Semi-tangential to this discussion, but this bit hits on something I've been thinking for a little while... ref is, at its core, trying to be a non-nullable pointer.  And I get the strong sense that it's failing at it.

-Wyatt
September 30, 2014
On Tuesday, 30 September 2014 at 13:08:57 UTC, Wyatt wrote:
> Semi-tangential to this discussion, but this bit hits on something I've been thinking for a little while... ref is, at its core, trying to be a non-nullable pointer.  And I get the strong sense that it's failing at it.

That's a very perceptive observation. :)

So you also get a sense that D could have non-nullable reference semantics for a ref-type?

And possibly extend it to be assignable as a const-mutable-reference (pointer) using a dedicated operator or using the more ugly "&" notation or a cast?
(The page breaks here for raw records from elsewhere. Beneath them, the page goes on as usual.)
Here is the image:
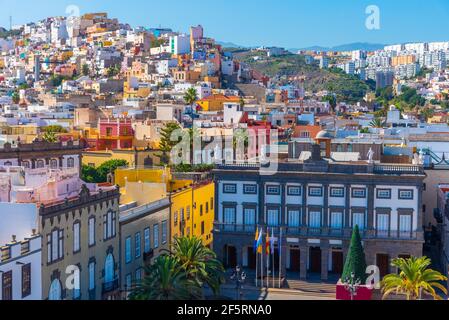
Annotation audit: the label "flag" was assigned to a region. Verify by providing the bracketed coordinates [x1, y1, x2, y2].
[254, 228, 259, 253]
[265, 228, 271, 256]
[256, 230, 263, 254]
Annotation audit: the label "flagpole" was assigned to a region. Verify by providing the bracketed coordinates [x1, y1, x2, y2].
[278, 227, 282, 289]
[265, 227, 270, 289]
[255, 226, 259, 288]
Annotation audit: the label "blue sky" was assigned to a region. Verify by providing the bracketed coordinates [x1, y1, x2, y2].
[0, 0, 449, 48]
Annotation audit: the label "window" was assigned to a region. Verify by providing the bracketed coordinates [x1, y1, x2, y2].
[352, 188, 366, 198]
[376, 214, 390, 235]
[89, 262, 95, 290]
[47, 229, 64, 263]
[125, 237, 131, 263]
[243, 184, 257, 194]
[309, 211, 321, 229]
[267, 185, 281, 196]
[352, 213, 365, 230]
[2, 271, 12, 300]
[143, 228, 151, 253]
[331, 212, 343, 229]
[103, 210, 117, 240]
[125, 273, 133, 290]
[288, 210, 301, 228]
[89, 217, 95, 247]
[243, 208, 256, 226]
[161, 221, 167, 244]
[22, 263, 31, 298]
[398, 190, 413, 200]
[399, 215, 412, 237]
[67, 157, 75, 168]
[377, 189, 391, 199]
[153, 224, 159, 249]
[134, 232, 142, 259]
[50, 159, 58, 169]
[136, 268, 143, 283]
[36, 160, 45, 168]
[267, 209, 279, 227]
[330, 187, 345, 198]
[72, 267, 81, 300]
[104, 255, 114, 283]
[223, 207, 235, 224]
[287, 186, 301, 196]
[309, 187, 323, 197]
[223, 184, 237, 193]
[48, 279, 62, 301]
[73, 222, 81, 253]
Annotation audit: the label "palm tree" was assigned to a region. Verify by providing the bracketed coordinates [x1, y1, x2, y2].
[172, 237, 228, 295]
[42, 131, 58, 143]
[184, 88, 198, 106]
[381, 257, 447, 300]
[369, 117, 385, 128]
[129, 255, 201, 300]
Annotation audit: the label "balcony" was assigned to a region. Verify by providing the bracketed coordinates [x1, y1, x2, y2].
[143, 249, 154, 263]
[214, 223, 424, 241]
[101, 278, 119, 294]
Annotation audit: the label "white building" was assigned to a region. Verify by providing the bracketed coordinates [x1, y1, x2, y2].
[170, 34, 190, 54]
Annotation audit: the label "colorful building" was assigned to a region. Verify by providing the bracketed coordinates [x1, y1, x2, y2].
[196, 94, 240, 112]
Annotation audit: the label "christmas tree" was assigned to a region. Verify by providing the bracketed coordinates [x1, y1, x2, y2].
[341, 225, 367, 284]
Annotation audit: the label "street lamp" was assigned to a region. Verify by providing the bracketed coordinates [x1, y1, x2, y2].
[343, 272, 362, 301]
[231, 266, 246, 301]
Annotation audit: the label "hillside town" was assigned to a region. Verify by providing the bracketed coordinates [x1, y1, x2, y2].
[0, 12, 449, 300]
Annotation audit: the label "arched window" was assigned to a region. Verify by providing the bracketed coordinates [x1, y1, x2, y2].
[67, 157, 75, 168]
[104, 253, 115, 283]
[50, 159, 58, 169]
[48, 279, 62, 300]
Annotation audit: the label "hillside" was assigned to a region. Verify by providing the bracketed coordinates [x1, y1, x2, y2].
[234, 51, 370, 102]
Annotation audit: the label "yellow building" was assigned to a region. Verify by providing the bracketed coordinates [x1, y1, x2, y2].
[115, 168, 215, 247]
[170, 181, 215, 247]
[83, 149, 160, 169]
[196, 94, 240, 112]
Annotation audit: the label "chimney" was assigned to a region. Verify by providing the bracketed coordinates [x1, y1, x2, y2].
[311, 143, 323, 161]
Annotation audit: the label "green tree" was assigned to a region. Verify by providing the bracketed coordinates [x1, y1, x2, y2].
[341, 225, 367, 283]
[96, 160, 128, 183]
[381, 257, 447, 300]
[11, 92, 20, 104]
[42, 131, 59, 143]
[369, 117, 385, 128]
[82, 63, 90, 76]
[158, 122, 181, 164]
[42, 125, 67, 133]
[184, 88, 198, 106]
[172, 237, 224, 295]
[129, 255, 202, 300]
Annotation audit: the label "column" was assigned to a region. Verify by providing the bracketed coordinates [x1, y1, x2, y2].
[279, 183, 287, 227]
[259, 180, 265, 226]
[301, 183, 308, 228]
[321, 244, 329, 281]
[367, 185, 374, 235]
[323, 184, 329, 230]
[299, 245, 309, 280]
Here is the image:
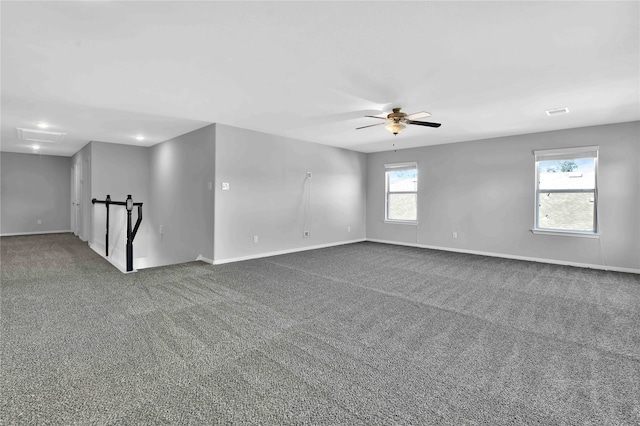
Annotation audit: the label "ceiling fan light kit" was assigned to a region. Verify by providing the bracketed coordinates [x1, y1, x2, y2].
[356, 108, 441, 135]
[385, 121, 407, 135]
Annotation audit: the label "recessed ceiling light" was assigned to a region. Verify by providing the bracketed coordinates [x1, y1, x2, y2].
[545, 107, 569, 117]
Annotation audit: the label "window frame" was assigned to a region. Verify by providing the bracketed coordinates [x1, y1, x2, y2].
[384, 161, 419, 225]
[531, 146, 600, 238]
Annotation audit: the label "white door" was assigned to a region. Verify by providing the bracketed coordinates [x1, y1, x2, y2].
[71, 163, 81, 236]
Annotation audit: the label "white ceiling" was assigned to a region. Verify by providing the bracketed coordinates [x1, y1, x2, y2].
[1, 1, 640, 156]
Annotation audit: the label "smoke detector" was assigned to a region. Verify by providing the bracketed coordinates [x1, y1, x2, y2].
[17, 127, 67, 143]
[545, 107, 569, 117]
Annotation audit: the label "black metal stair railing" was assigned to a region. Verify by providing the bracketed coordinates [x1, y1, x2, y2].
[91, 194, 142, 272]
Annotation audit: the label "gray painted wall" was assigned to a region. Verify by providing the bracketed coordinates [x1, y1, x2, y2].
[214, 124, 366, 262]
[0, 152, 71, 235]
[147, 125, 215, 266]
[367, 122, 640, 270]
[89, 142, 150, 268]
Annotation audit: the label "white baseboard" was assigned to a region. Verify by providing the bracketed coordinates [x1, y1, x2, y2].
[0, 229, 73, 237]
[196, 254, 213, 265]
[214, 238, 366, 265]
[367, 238, 640, 274]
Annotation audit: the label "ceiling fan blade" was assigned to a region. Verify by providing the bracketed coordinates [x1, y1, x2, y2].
[356, 123, 387, 130]
[405, 120, 442, 127]
[405, 111, 431, 120]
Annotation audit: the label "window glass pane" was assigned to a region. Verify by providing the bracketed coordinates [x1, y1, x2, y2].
[387, 194, 418, 220]
[538, 191, 595, 232]
[538, 158, 596, 190]
[387, 168, 418, 192]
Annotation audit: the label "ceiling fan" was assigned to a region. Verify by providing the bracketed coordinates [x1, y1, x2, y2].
[356, 108, 442, 135]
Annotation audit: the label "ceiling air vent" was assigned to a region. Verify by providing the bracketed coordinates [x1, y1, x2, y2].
[546, 107, 569, 117]
[17, 127, 67, 143]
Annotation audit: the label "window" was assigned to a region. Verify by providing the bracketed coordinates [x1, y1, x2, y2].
[384, 163, 418, 223]
[533, 146, 598, 236]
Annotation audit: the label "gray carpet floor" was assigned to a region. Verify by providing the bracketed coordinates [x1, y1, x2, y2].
[0, 234, 640, 425]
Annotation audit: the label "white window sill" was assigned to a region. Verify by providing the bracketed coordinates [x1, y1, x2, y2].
[531, 229, 600, 238]
[384, 220, 418, 225]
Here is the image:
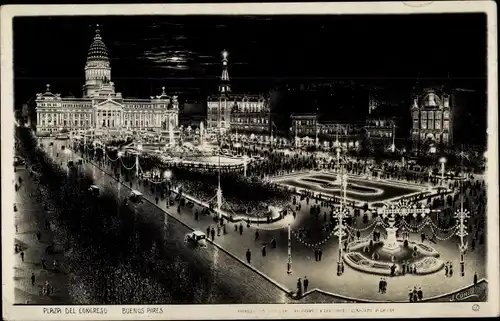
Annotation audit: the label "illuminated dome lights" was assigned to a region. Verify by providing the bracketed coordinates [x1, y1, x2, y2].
[87, 25, 109, 61]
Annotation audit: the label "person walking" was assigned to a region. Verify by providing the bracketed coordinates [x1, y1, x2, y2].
[246, 249, 252, 264]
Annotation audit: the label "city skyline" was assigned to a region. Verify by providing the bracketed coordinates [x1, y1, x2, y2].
[14, 14, 486, 108]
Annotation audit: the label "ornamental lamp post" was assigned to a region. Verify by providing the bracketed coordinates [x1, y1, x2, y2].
[455, 208, 470, 277]
[391, 121, 396, 153]
[135, 144, 142, 177]
[243, 154, 248, 177]
[439, 157, 446, 186]
[286, 224, 292, 274]
[163, 170, 172, 196]
[333, 207, 349, 276]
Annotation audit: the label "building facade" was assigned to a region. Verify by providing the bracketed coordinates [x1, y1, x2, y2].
[207, 51, 271, 136]
[411, 88, 453, 152]
[35, 25, 179, 133]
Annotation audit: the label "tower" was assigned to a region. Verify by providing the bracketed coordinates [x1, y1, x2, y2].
[83, 25, 114, 97]
[217, 50, 231, 132]
[219, 50, 231, 94]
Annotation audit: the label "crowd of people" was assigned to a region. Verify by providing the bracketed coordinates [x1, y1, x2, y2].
[17, 128, 242, 304]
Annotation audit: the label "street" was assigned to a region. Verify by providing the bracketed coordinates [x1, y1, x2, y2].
[46, 139, 484, 302]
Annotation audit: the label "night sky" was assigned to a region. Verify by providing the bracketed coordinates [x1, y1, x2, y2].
[14, 14, 486, 112]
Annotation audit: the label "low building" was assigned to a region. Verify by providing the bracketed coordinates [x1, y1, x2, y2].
[290, 113, 365, 148]
[35, 24, 179, 133]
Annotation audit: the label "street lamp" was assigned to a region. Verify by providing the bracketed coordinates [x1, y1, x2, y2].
[391, 122, 396, 153]
[455, 207, 470, 276]
[335, 147, 342, 172]
[439, 157, 446, 185]
[333, 174, 349, 276]
[243, 154, 248, 177]
[286, 224, 292, 274]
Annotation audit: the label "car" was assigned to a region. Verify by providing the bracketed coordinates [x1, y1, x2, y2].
[184, 231, 207, 247]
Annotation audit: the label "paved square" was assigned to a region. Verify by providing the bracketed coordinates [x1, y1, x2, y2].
[273, 173, 427, 204]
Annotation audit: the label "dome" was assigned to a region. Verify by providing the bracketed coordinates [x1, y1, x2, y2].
[87, 26, 108, 61]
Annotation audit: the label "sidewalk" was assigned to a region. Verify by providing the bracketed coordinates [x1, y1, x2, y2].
[12, 168, 71, 304]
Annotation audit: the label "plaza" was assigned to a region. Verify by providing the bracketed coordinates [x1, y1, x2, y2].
[13, 15, 488, 304]
[272, 171, 430, 206]
[39, 138, 486, 302]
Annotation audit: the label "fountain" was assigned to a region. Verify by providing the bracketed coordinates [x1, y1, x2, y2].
[382, 216, 401, 253]
[343, 206, 444, 276]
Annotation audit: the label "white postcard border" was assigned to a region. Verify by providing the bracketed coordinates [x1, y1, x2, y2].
[0, 1, 499, 320]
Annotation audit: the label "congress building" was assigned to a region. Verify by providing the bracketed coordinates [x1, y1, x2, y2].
[35, 28, 179, 135]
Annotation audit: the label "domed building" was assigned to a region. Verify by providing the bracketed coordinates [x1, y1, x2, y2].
[411, 88, 453, 153]
[35, 28, 179, 135]
[207, 50, 271, 140]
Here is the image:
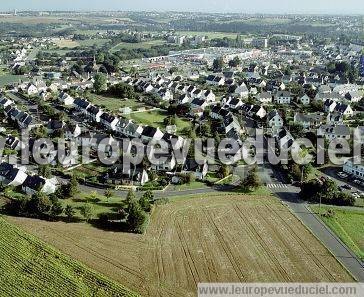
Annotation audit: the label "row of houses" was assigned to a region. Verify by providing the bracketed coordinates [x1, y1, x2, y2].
[0, 162, 57, 195]
[0, 97, 34, 129]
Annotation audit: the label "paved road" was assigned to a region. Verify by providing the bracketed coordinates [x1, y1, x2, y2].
[57, 165, 364, 282]
[265, 164, 364, 282]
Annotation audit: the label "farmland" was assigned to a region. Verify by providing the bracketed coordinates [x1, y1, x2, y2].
[312, 206, 364, 260]
[0, 218, 135, 296]
[9, 194, 353, 296]
[110, 40, 166, 52]
[126, 110, 191, 134]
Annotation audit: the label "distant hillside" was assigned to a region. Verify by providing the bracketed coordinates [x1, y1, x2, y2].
[0, 218, 137, 297]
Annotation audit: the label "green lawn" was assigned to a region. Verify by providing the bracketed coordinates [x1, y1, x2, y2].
[89, 94, 146, 112]
[168, 181, 208, 191]
[77, 38, 110, 47]
[0, 69, 25, 87]
[110, 39, 166, 52]
[311, 205, 364, 260]
[0, 218, 137, 297]
[61, 192, 124, 219]
[126, 110, 191, 134]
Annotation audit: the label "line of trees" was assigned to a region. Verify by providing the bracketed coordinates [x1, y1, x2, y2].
[300, 179, 355, 206]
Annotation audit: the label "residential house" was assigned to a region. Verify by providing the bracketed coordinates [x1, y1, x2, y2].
[181, 159, 208, 180]
[299, 94, 311, 105]
[317, 125, 351, 141]
[326, 112, 344, 125]
[324, 99, 337, 113]
[267, 110, 284, 129]
[334, 103, 354, 117]
[275, 128, 294, 150]
[73, 98, 91, 115]
[100, 112, 119, 131]
[22, 175, 57, 195]
[248, 105, 267, 119]
[201, 90, 216, 103]
[206, 75, 225, 86]
[345, 92, 363, 103]
[0, 97, 14, 109]
[86, 105, 104, 123]
[0, 163, 27, 187]
[222, 97, 243, 109]
[140, 126, 164, 142]
[343, 159, 364, 181]
[58, 92, 75, 106]
[274, 91, 292, 104]
[64, 124, 82, 140]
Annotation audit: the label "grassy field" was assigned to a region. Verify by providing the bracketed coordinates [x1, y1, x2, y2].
[0, 69, 25, 87]
[125, 110, 191, 134]
[54, 38, 110, 49]
[0, 218, 136, 296]
[88, 94, 146, 112]
[176, 31, 243, 39]
[9, 194, 353, 296]
[110, 39, 166, 52]
[311, 206, 364, 260]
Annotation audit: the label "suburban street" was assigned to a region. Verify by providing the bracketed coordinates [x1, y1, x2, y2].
[61, 165, 364, 282]
[265, 164, 364, 282]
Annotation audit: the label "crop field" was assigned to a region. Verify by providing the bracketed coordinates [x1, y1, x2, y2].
[110, 39, 166, 52]
[0, 218, 136, 297]
[311, 205, 364, 260]
[9, 194, 353, 296]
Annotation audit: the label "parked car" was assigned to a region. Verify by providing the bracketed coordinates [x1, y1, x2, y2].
[351, 193, 360, 199]
[337, 172, 349, 179]
[341, 185, 353, 190]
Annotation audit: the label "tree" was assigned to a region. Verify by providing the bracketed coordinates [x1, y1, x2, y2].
[289, 123, 305, 138]
[219, 164, 231, 178]
[67, 175, 79, 198]
[139, 191, 154, 212]
[229, 56, 241, 67]
[187, 172, 196, 184]
[128, 200, 148, 233]
[80, 203, 93, 222]
[94, 73, 107, 93]
[242, 167, 261, 190]
[125, 189, 136, 206]
[64, 205, 76, 222]
[38, 165, 52, 178]
[26, 192, 52, 216]
[104, 189, 114, 201]
[50, 200, 63, 219]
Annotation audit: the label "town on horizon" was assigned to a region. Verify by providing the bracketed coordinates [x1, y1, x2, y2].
[0, 8, 364, 297]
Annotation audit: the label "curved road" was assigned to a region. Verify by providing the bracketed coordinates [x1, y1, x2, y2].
[58, 166, 364, 282]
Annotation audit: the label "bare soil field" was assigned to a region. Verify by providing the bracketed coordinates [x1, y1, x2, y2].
[8, 195, 353, 296]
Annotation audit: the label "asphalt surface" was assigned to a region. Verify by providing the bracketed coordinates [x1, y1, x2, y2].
[264, 168, 364, 282]
[57, 165, 364, 282]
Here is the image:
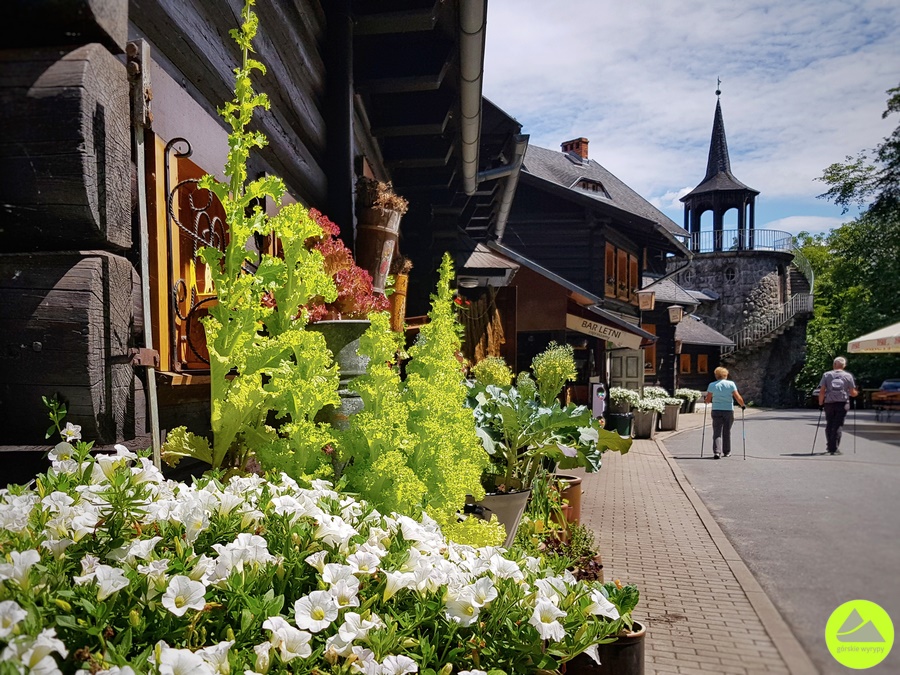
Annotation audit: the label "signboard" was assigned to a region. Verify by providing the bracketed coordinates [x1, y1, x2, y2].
[566, 314, 641, 349]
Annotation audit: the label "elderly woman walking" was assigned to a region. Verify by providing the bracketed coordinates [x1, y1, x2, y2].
[704, 366, 744, 459]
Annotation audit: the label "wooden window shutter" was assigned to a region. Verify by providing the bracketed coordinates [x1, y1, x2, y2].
[603, 244, 616, 298]
[616, 250, 628, 300]
[628, 255, 641, 305]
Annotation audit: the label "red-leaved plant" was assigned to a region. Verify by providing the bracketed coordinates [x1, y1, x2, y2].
[306, 209, 390, 321]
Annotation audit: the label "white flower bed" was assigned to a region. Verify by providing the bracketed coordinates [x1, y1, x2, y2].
[0, 443, 636, 675]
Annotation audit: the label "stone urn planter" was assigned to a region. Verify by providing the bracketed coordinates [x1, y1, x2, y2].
[562, 621, 647, 675]
[556, 474, 582, 524]
[465, 489, 531, 548]
[632, 410, 657, 439]
[307, 319, 370, 429]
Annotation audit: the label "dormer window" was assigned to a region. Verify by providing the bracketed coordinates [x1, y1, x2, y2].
[577, 178, 609, 199]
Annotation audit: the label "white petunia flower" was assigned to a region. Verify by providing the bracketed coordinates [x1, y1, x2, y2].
[162, 574, 206, 616]
[153, 641, 216, 675]
[528, 598, 566, 642]
[263, 616, 312, 663]
[0, 548, 41, 588]
[469, 577, 497, 607]
[0, 600, 28, 639]
[381, 655, 419, 675]
[294, 591, 338, 633]
[491, 553, 525, 581]
[304, 551, 328, 574]
[338, 612, 378, 643]
[382, 572, 416, 602]
[59, 422, 81, 443]
[94, 565, 130, 601]
[587, 590, 619, 621]
[350, 645, 381, 675]
[347, 552, 381, 574]
[196, 640, 234, 675]
[253, 641, 272, 673]
[445, 591, 481, 626]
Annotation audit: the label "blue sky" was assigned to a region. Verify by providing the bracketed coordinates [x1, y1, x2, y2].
[484, 0, 900, 234]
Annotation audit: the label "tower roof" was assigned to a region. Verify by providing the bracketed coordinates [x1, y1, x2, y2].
[681, 96, 759, 201]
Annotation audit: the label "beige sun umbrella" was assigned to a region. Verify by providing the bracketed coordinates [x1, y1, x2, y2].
[847, 323, 900, 354]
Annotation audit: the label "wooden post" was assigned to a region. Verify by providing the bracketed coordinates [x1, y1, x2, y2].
[0, 44, 132, 251]
[0, 251, 145, 445]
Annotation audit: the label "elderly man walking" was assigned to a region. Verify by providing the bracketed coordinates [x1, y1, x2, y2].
[819, 356, 859, 455]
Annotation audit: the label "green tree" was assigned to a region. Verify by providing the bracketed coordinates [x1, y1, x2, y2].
[798, 87, 900, 389]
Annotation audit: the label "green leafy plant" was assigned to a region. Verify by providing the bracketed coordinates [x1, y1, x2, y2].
[469, 345, 631, 492]
[335, 255, 503, 544]
[531, 342, 577, 405]
[675, 388, 703, 401]
[163, 2, 387, 477]
[472, 356, 513, 387]
[0, 420, 634, 675]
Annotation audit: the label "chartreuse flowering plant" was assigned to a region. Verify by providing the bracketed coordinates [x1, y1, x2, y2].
[0, 438, 636, 675]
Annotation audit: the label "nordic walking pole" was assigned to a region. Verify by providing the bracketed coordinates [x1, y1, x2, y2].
[809, 406, 825, 455]
[741, 406, 747, 460]
[700, 401, 709, 459]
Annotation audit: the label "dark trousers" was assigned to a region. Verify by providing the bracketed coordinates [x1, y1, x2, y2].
[825, 402, 850, 452]
[712, 410, 734, 455]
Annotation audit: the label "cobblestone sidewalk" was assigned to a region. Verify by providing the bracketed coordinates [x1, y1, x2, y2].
[582, 414, 817, 675]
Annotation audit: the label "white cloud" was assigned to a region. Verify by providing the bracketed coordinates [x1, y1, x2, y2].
[484, 0, 900, 227]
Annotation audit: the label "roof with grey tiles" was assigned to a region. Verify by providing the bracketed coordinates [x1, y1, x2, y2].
[523, 145, 687, 236]
[641, 277, 700, 306]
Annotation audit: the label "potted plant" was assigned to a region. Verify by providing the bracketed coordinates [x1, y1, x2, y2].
[356, 176, 409, 293]
[609, 387, 641, 413]
[468, 343, 631, 545]
[675, 388, 703, 413]
[659, 397, 681, 431]
[633, 397, 666, 438]
[0, 406, 636, 675]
In Simula you had two assignment operators that made the the ref/value issue visually distinct.

a :- b;  //a points to b
x := y;  // x is assigned value of y

It is analogue to the "==" vs "is" distinction that many languages make. I think it makes sense to have that visual distinction. Makes code easier to browse.

September 30, 2014
On Tuesday, 30 September 2014 at 07:10:08 UTC, Manu via Digitalmars-d wrote:
> On 30 September 2014 16:06, Daniel N via Digitalmars-d
> <digitalmars-d@puremagic.com> wrote:
>> On Monday, 29 September 2014 at 04:23:08 UTC, Timon Gehr wrote:
>>>
>>> On 09/29/2014 04:43 AM, Walter Bright wrote:
>>>>
>>>>
>>>> You're right that tuples in D cannot contain storage classes
>>>
>>>
>>> void foo(ref int x){}
>>> alias p=ParameterTypeTuple!foo;
>>> pragma(msg, p); // (ref int)
>>>
>>> (But this does not help.)
>>
>>
>> Well, only if you are sufficiently desperate. ;)
>>
>> struct S(alias T)
>> {
>>   void f(ParameterTypeTuple!T p)
>>   {
>>   }
>> }
>>
>> S!((ref int x, int y){}) s;
>
> I have actually thought of that ;) ... but I tend to think that only D
> users present on this forum are likely to make sense of that code, and
> why.

Perhaps this might help you a little:

http://code.dlang.org/packages/storageclassutils

sure, it's not as elegant as one would like, but it at least provides some basic utility.
September 30, 2014
On Tuesday, 30 September 2014 at 13:47:22 UTC, John Colvin wrote:
> On Tuesday, 30 September 2014 at 07:10:08 UTC, Manu via Digitalmars-d wrote:
>> On 30 September 2014 16:06, Daniel N via Digitalmars-d
>> <digitalmars-d@puremagic.com> wrote:
>>> On Monday, 29 September 2014 at 04:23:08 UTC, Timon Gehr wrote:
>>>>
>>>> On 09/29/2014 04:43 AM, Walter Bright wrote:
>>>>>
>>>>>
>>>>> You're right that tuples in D cannot contain storage classes
>>>>
>>>>
>>>> void foo(ref int x){}
>>>> alias p=ParameterTypeTuple!foo;
>>>> pragma(msg, p); // (ref int)
>>>>
>>>> (But this does not help.)
>>>
>>>
>>> Well, only if you are sufficiently desperate. ;)
>>>
>>> struct S(alias T)
>>> {
>>>  void f(ParameterTypeTuple!T p)
>>>  {
>>>  }
>>> }
>>>
>>> S!((ref int x, int y){}) s;
>>
>> I have actually thought of that ;) ... but I tend to think that only D
>> users present on this forum are likely to make sense of that code, and
>> why.
>
> Perhaps this might help you a little:
>
> http://code.dlang.org/packages/storageclassutils
>
> sure, it's not as elegant as one would like, but it at least provides some basic utility.

Also, I just wrote it in a few hours after seeing your post, so obviously there are plenty of improvements that could be made.